Unlike many stories that follow a rigid three-act structure and have the audience arrive with the protagonist at a shared destination, Horse Girl adjoins the story of “This Is What Happened to Sarah” with the question “How Do You Feel About What’s Happening to Sarah?” This film does not only tell, it asks. I believe this framework is the major significance of the ambiguous ending. We’re not supposed to ask ourselves for a concrete resolution of what really happens next, because for Sarah- nothing is concrete. Just like her, we’re asked to make sense of the strangeness for ourselves. This lack of information may leave us confused and angry. And in that unique way, they create empathy for a character that is distant, detached, and hard to relate to.
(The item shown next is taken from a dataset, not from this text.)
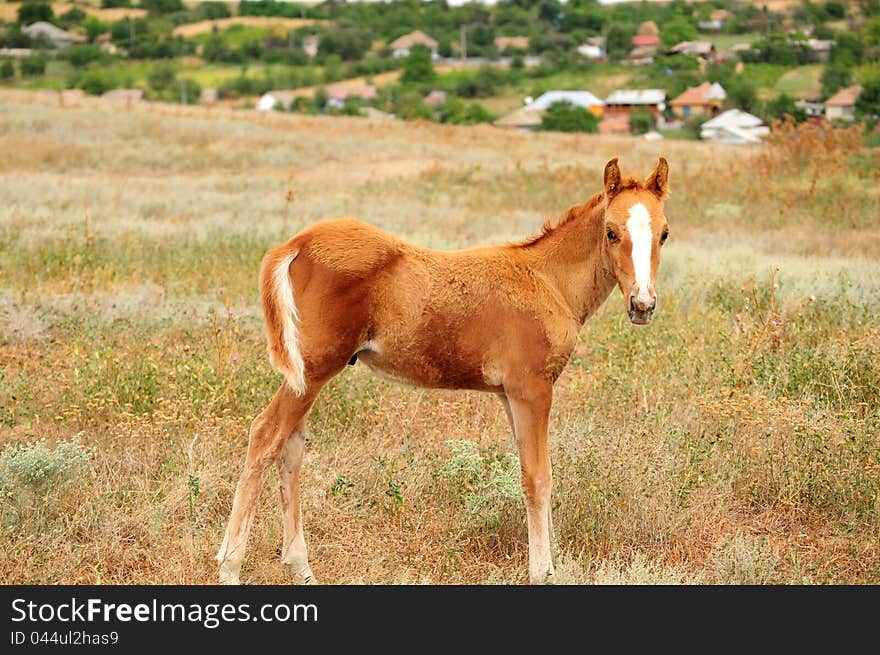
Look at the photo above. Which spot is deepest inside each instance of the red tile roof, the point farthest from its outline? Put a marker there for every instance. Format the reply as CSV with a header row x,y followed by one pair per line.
x,y
845,97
Some have commented that Sarah, as a highly unreliable narrator, is difficult to form an attachment to. I would argue that while that bond with the audience was subconsciously created via other avenues, a certain degree of isolation and distrust of Sarah’s reality only heightens the major themes of this text. Just like when the sound of your alarm clock is incorporated into your dreams before you’re fully awake, drips of realistic elements pervade Sarah’s psychosis. Jarring interludes of lucidity keep us on our toes, guessing through every episode if her experiences and interactions are real. The paper-thin reliability of her perspective only aids in a better understanding of her struggle and eventual plunge into the deep end. I believe that it’s not that Sarah is “hard to care about” as a main character; rather, Sarah and her fears take a lot of empathy and effort to understand. This understanding is created not through the unfolding of a plot’s clear, unwavering pathway but through many peripheral elements.
One of the great achievements of this film is its ability to challenge the mind and to force you to try to process information in a different way than you’re used to. While associating a film with a genre is often necessary, in this case, trying to define Horse Girl by that genre is limiting. Its influence is restricting spectators from a more abstract interpretation of the text which is a skillful medley of technical elements, performance, and the written word. This combination transcends traditional, mainstream storytelling and framework- as well as our ability to define it.